Hey, I’m testing the best grid options for a given kernel and based in the information the cuda occupancy prints I’ve selected the number of threads per block that maximize the number of active warps in the multiprocessor, in this case 6 active warps.

Here’s the results I get for my kernel using 69 registers, 84 bytes of smem and 52 bytes of cmem:
(threads per block,number of blocks) kernel execution time [ms]
(192,113) 1.580
(176,123) 1.625
(338,64) 1.565
(450,48) 1.620

The execution time is an average of 100 samples of kernel execution (the application was ran 100 times, not just the kernel). Is there any particular reason as to why the execution times differ? The stopwatch I’m using has a 0.5 microsecond precision so the difference isn’t due to precision. A rule of thumb is that optimum grids are application dependent, but as far as I can see the number of threads per block does not correlate to a minimum execution time for my specific kernel.

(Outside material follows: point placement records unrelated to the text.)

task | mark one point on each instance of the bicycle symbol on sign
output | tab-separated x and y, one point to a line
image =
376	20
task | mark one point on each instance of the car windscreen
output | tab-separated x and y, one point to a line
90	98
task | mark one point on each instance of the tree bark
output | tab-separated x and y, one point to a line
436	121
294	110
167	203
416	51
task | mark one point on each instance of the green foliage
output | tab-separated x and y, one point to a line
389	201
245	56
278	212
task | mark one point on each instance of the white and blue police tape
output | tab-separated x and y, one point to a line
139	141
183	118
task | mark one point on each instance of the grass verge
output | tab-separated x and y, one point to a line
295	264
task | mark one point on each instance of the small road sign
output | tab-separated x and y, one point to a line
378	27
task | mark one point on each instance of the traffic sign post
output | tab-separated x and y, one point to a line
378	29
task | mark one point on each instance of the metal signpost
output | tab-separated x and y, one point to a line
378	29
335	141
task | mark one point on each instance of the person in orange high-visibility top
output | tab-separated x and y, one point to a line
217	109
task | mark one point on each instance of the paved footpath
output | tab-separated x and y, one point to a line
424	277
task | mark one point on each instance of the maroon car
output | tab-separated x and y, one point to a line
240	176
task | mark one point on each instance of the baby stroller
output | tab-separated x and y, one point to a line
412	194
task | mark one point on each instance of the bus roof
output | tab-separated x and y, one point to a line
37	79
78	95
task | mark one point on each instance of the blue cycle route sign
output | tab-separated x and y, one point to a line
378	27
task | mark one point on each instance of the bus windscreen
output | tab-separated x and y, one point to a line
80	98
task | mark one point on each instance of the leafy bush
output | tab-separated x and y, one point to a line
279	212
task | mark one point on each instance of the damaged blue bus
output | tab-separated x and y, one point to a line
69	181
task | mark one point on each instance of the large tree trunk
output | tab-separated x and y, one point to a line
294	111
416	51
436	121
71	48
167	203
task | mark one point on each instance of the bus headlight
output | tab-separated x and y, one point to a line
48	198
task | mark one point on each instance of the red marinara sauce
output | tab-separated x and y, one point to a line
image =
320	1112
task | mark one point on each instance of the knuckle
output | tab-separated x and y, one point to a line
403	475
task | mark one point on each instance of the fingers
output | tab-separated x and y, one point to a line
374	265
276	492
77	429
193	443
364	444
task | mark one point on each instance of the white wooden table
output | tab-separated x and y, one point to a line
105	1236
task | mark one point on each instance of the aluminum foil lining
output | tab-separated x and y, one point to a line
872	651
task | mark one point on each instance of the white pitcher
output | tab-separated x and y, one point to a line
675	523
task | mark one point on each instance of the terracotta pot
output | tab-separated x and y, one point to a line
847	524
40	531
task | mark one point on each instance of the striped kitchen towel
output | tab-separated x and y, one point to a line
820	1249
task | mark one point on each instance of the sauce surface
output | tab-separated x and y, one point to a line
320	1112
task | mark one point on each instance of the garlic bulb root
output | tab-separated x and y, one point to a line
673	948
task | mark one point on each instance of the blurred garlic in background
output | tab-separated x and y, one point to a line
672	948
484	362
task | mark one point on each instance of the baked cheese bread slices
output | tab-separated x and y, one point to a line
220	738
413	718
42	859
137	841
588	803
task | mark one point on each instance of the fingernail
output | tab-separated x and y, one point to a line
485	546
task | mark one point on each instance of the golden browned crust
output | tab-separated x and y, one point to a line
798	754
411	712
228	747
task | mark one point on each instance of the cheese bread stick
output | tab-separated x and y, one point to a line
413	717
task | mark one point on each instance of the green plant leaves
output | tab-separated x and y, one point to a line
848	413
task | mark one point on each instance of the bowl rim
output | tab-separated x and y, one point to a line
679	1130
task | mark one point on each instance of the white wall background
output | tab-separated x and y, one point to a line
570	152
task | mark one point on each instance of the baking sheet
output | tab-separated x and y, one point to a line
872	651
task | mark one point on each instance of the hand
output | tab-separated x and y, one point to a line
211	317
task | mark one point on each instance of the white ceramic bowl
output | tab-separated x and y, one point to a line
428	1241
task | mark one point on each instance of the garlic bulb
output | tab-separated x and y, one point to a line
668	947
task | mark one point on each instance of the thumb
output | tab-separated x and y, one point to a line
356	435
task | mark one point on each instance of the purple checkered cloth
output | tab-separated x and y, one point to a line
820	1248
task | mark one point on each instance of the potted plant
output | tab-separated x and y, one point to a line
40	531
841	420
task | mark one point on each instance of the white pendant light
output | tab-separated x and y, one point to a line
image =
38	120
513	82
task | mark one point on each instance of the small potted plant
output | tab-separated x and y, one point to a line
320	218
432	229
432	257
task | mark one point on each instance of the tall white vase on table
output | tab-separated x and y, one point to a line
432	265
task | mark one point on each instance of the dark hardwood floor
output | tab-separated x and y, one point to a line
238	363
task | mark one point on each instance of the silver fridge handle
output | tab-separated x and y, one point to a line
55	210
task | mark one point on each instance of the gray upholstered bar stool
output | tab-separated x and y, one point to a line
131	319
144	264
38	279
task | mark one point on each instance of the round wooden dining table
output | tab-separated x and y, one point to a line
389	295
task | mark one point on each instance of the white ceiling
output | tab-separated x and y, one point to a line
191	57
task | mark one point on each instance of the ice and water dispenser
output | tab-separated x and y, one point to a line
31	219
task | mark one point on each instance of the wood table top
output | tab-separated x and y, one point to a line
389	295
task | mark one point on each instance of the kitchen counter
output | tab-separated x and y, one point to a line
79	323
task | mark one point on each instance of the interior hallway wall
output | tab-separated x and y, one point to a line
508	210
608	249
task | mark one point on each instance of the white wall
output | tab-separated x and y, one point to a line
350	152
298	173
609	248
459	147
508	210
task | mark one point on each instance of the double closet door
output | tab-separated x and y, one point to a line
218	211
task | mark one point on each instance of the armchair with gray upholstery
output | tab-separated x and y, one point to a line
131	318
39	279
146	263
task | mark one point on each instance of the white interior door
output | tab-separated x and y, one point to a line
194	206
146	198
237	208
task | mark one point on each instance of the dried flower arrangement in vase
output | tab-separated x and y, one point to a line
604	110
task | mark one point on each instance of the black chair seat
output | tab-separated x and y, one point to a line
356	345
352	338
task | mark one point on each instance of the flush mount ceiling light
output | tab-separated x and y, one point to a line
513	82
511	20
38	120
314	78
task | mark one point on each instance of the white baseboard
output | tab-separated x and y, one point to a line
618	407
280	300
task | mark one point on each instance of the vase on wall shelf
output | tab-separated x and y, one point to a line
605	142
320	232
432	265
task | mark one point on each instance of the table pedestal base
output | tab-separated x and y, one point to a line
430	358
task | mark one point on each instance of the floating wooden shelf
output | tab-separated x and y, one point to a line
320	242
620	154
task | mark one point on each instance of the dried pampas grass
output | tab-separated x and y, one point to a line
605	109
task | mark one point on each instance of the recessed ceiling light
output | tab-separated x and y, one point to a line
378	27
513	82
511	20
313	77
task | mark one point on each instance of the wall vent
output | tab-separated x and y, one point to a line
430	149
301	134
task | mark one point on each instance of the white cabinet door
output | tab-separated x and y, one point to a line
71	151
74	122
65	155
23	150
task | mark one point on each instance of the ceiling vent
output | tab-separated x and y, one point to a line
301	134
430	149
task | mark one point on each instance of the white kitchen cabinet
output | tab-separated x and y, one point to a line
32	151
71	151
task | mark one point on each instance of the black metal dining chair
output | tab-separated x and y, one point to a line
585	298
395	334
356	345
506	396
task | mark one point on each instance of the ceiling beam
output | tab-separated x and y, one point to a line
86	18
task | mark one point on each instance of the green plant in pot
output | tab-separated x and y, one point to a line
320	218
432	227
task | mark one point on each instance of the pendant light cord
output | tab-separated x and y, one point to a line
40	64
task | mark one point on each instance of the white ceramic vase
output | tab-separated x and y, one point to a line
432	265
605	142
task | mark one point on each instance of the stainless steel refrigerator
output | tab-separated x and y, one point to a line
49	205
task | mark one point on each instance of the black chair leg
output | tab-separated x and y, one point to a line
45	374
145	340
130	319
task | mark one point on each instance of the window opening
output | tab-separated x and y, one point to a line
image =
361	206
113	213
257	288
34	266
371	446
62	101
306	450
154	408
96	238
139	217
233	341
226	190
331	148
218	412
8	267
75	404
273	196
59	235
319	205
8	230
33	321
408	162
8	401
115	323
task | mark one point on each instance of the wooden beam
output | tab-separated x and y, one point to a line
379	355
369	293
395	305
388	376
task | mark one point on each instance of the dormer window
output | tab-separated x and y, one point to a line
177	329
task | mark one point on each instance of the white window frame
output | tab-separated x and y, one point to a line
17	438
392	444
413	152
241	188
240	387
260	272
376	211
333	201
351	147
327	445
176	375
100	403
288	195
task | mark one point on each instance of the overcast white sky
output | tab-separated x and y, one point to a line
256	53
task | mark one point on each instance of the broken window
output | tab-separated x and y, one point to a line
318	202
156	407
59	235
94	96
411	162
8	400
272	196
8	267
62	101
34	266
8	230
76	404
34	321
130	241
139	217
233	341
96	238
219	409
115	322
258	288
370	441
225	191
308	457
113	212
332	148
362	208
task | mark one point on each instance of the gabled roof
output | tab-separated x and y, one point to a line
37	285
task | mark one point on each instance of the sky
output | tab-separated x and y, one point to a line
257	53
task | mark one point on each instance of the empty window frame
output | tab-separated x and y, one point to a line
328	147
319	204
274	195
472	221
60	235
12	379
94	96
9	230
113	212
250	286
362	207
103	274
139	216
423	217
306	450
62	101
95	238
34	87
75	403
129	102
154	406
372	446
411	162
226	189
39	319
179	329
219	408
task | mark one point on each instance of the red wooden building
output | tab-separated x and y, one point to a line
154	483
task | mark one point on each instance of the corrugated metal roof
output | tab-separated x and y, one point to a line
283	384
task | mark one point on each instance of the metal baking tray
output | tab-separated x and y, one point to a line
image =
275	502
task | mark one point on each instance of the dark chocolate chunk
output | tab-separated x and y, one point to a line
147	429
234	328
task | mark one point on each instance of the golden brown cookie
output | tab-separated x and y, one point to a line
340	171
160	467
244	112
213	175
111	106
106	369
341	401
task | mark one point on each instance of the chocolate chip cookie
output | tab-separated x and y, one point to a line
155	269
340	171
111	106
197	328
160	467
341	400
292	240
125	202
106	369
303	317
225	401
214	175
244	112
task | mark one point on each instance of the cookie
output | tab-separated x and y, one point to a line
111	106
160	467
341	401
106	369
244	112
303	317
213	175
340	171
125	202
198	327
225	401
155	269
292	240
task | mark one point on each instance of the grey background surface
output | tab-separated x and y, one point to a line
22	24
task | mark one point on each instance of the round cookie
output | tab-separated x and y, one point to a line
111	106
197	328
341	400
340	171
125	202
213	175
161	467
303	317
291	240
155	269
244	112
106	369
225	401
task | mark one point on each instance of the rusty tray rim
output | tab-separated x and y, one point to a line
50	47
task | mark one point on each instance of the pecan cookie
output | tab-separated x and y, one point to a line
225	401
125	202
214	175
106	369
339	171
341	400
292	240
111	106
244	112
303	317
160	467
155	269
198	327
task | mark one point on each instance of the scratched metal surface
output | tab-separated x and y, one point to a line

What’s more, another similar kernel but running a code of the same fashion, ie LDPC decoding on the same coding with a different coding rate, only adds anticorrelation between the number of threads per block and minimum execution time. The conclusions I get for one coding rate are not the same I get for the the other coding rate.

I guess what pretty much sums up my question is, why such a grid dependency and application dependency? Does it have to do with the fact that 192 and 64 threads per block are multiple of the warpsize? Will the non execution of 16 threads in the last warp executed in either 176 or 48 threads per block generate such an overhead?

Your blocksize should definitely be a multiple of the warpsize (or better, of 64 = twice the warpsize). Otherwise you waste unused cores (although there is no overhead associated with unused cores, as far as I’m aware of).

Other than that, the differences are probably caused by different memory access patterns. So, testing on different cards (with different bus widths) will likely add to the anticorrelation you’ve already seen.